Most people wouldn't find much to smile about if they'd just ruptured an Achilles tendon. But then again, most people aren't Perth Wildcats recruit Mathiang Muo.
When he finally recovers to make his National Basketball League debut, it will cap a remarkable triumph over adversity for the 26-year-old refugee, who fled Sudan when he was just a boy and first touched a basketball as a teenager in Sydney.
Almost cast onto the sporting scrapheap by a succession of US schools and colleges, he eventually realised his talent and won a three-year deal to come to Perth and play professionally in his adopted homeland.
His injury will keep him out all season, but the delay is just a bump in the road compared with the obstacles Muo has already overcome to get where he is today.
At the Wildcats' season launch last week, one speaker held the crowd of 400 spellbound. It wasn't owner Jack Bendat, or new No. 1 ticket holder Dennis Cometti. It was Muo, whose off-the-cuff account of his path from war-torn Sudan to the NBL silenced the room.
Born into the decades-long civil conflict in Sudan, Muo fled to Egypt with his mother and five of his nine siblings when the war escalated in the mid-1990s.
Living in a stranger's home, he took a range of jobs to help out his family. For two years he worked as a domestic cleaner, leaving home for two-month stints before returning to spend a week with his family.

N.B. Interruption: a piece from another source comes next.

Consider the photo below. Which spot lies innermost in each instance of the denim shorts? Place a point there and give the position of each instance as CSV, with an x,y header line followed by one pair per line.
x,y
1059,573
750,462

"I also worked as a mechanic, just to help my little brother. I made three dollars a day, and that three dollars I would take and buy milk for my little brother," he said.

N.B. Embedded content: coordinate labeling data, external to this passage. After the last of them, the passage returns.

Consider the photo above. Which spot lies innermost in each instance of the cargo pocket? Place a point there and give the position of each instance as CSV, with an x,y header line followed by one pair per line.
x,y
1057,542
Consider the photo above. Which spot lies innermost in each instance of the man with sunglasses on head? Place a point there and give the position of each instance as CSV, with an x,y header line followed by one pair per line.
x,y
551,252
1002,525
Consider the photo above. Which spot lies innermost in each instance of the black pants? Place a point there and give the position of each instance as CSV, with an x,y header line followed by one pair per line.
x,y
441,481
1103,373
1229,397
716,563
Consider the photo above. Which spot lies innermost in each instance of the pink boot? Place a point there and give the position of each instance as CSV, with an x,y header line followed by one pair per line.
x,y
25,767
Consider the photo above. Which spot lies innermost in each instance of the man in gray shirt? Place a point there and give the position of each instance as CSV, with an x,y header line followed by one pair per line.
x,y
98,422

Eventually, Muo's family were given the chance to come to Australia on humanitarian visas.
One day, shortly after arriving in Sydney, a bored Muo wandered down to his local park. He spotted the basketball court but didn't go in; in Sudan, fences mean private property, and trespassing means trouble.
But the next day, he saw some local guys arrive and walk onto the court. They invited him to join in. It was the first time the teenaged Muo had ever held a basketball.
Realising he had a natural talent, he decided to take the game seriously, partly as a way to keep himself out of trouble. He took it so seriously that in 2005 he travelled to Florida to finish high school there. The school went bankrupt before he could graduate.
He headed to another school in Boston but left when he realised the coach, who had links to the University of Massachusetts, was telling other colleges not to recruit him.
He finally finished high school in North Carolina but wasn't ratified by the National Collegiate Athletic Association, which controls access to college basketball.
A "bummed-out" Muo didn't know what to do, but managed to score a place at Quinnipiac University in Connecticut. That allowed him to get an NCAA certification and transfer to Boston's Northeastern University, with its Division 1 college basketball team.
But Muo hit another roadblock when the university decided he did not meet its academic standards. From the prestigious Northeastern he then bounced through two years of Junior College, finally landing at Charles Southern University in South Carolina.
After passing through three high schools and four colleges in five different states, Muo's talent finally began to shine. In his second season at CSU, he shot more than 40 per cent from outside the three-point line.
"I played there for two years, had the time of my life, became one of the best shooters in school history and the second-best shooter in the league," he said.
It wasn't long before the Wildcats came knocking. And then in August, on his second day of preseason training, he ruptured his left Achilles tendon.
"I was in the doctor's office, getting an ultrasound, I had to smile to myself. I looked back at everything I've been through and said to myself 'this is the story of my life'," Muo said.
When the Wildcats play their season opener on Friday at the Perth Arena, Muo will be watching from the sidelines - a position he will occupy for the whole season.
But even though he'll be on crutches, you can bet he'll still be smiling.